ProbMoE: Differentiable Probabilistic Routing for Mixture-of-Experts

2026-06-01Machine Learning

Machine LearningArtificial Intelligence
AI summary

The authors study Mixture-of-Experts (MoE) models that choose a few specialized parts (experts) to handle each piece of data. They note that picking these experts is tricky because it involves making discrete choices that are hard to train with usual gradient methods. To solve this, the authors propose ProbMoE, a method that treats expert selection as a probability problem, allowing gradients to flow more smoothly during training. They show that their approach improves how experts are used and can adjust the number of experts per data token without losing performance.
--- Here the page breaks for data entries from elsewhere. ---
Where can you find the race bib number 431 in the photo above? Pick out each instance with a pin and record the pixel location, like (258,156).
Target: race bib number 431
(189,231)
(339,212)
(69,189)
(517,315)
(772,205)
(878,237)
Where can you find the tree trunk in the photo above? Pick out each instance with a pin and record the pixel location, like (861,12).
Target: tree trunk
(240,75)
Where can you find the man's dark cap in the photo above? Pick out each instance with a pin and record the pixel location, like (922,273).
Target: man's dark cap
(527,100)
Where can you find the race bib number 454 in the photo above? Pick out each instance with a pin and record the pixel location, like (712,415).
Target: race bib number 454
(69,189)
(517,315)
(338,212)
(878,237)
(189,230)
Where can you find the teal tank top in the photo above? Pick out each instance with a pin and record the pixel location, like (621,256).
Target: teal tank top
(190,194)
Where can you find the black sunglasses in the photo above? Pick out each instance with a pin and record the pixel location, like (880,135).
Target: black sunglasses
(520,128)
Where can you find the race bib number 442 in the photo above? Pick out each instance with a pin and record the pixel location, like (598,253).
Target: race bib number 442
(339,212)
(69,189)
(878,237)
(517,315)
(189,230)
Mixture-of-ExpertsTop-k routingGradient estimationProbabilistic inferenceDiscrete optimizationDynamic routingExpert utilizationRouting diversityNeural network training
Authors
Heng Zhao, Zilei Shao, Guy Van den Broeck, Zhe Zeng
Abstract
Mixture-of-Experts (MoE) models scale by activating only a small subset of experts per token. However, training such models remains challenging because top-$k$ routing is discrete and non-differentiable, requiring gradient estimators for expert selection whose design remains a central open problem. We introduce ProbMoE, a probabilistic routing framework that models expert selection as a distribution over cardinality-constrained expert subsets and formulates routing as probabilistic inference in this discrete subset space. We first propose ProbMoE Exact-$k$ routing, which samples $k$-expert subsets in the forward pass, and the backward pass uses gradients through each expert's exact marginal probability as a tractable surrogate for the true gradient. ProbMoE naturally generalizes to a dynamic-$k$ routing setting, where both training and inference constrain the routing cardinality to the same predefined range, allowing adaptive expert allocation per token. Across benchmarks and model backbones, ProbMoE Exact-$k$ achieves strong performance compared to competitive baselines, with improved expert utilization and routing diversity; ProbMoE Dynamic-$k$ achieves comparable performance with fewer activated experts.